Emotion Recognition
This guide demonstrates how to perform Emotion Recognition with Phonexia Speech Platform 4 Virtual Appliance. You can find a high-level description in the Emotion Recognition article. The technology can detect and classify emotion from media files.
For testing, we'll be using the following 8 media files. You can download them all together in the audio_files.zip archive.

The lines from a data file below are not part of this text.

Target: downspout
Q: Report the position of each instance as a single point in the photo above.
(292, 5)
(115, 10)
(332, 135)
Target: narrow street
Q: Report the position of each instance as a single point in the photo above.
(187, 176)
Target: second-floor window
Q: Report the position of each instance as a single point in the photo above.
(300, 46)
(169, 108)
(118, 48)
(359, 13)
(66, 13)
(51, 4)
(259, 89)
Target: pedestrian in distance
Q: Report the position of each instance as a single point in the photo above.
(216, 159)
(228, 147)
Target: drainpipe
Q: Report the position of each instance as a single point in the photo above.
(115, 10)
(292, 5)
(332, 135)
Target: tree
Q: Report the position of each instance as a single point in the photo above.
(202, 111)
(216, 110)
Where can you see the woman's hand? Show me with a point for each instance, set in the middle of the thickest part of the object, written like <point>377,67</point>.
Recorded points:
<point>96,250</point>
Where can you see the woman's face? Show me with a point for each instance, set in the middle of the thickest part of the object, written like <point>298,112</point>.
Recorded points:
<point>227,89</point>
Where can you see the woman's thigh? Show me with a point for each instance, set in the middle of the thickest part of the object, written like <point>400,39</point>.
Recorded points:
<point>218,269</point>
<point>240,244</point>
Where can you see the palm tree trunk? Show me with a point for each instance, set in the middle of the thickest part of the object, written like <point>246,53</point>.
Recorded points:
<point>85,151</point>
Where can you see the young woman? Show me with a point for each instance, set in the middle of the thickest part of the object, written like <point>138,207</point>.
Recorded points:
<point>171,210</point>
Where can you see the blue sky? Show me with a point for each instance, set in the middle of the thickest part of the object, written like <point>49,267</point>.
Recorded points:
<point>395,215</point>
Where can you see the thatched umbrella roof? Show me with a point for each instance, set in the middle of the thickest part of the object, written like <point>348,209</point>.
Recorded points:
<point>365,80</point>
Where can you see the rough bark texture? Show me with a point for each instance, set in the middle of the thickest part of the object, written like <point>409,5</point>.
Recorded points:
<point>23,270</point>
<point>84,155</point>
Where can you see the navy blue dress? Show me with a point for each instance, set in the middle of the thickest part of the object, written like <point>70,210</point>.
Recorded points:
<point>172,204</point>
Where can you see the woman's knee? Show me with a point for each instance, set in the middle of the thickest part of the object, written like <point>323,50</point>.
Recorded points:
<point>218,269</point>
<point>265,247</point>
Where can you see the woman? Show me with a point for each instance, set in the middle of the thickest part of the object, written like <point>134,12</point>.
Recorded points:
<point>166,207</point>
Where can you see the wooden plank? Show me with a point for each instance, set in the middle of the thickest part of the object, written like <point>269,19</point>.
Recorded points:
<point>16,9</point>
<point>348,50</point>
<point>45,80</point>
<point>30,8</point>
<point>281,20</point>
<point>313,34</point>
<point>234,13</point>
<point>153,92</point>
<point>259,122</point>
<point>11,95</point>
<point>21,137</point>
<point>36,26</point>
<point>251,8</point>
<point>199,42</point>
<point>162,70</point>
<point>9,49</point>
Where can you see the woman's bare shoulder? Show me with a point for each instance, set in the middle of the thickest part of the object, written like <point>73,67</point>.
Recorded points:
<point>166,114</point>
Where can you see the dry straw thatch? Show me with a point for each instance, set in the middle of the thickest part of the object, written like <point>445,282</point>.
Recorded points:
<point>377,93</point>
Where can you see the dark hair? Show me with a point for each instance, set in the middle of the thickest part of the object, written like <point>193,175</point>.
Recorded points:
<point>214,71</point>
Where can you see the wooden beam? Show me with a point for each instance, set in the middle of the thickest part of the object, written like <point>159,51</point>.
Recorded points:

| Filename | Channel | Happy | Neutral | Sad | Angry |
|---|---|---|---|---|---|
| Barbara.wav | 0 | 79.9% | 19% | 0.6% | 0.5% |
| David.wav | 0 | 0.1% | 0.2% | 0% | 99.7% |
| 1 | 9.9% | 63.9% | 0.1% | 26% | |
| Jack.wav | 0 | 4.7% | 92.7% | 0% | 2.6% |
| Jack_Keith.wav | 0 | 5.7% | 85.6% | 0% | 8.7% |
| 1 | 0.3% | 5.6% | 9.8% | 84.3% | |
| Jiri.wav | 0 | 0.4% | 1.4% | 0% | 98.1% |
| Juan.wav | 0 | 13.3% | 47.6% | 38.6% | 0.5% |
| Laura_Marek.wav | 0 | 0.3% | 95.1% | 4.3% | 0.4% |
| 1 | 0.1% | 99.9% | 0% | 0.1% | |
| Steve.wav | 0 | 0.2% | 76.2% | 23.4% | 0.1% |
At the end of this guide, you'll find the full Python code example that combines all the steps that will first be discussed separately. This guide should give you a comprehensive understanding on how to integrate Emotion Recognition in your own projects.
Prerequisites
Follow the prerequisites for setup of Virtual Appliance and Python environment as described in the Task lifecycle code examples.
Run Emotion Recognition
To run Emotion Recognition for a single media file, you should start by sending
a POST request to the
/api/technology/emotion-recognition
endpoint. file is the only mandatory parameter. In Python, you can do this as
follows:
import requests
VIRTUAL_APPLIANCE_ADDRESS = "http://<virtual-appliance-address>:8000" # Replace with your address
MEDIA_FILE_BASED_ENDPOINT_URL = f"{VIRTUAL_APPLIANCE_ADDRESS}/api/technology/emotion-recognition"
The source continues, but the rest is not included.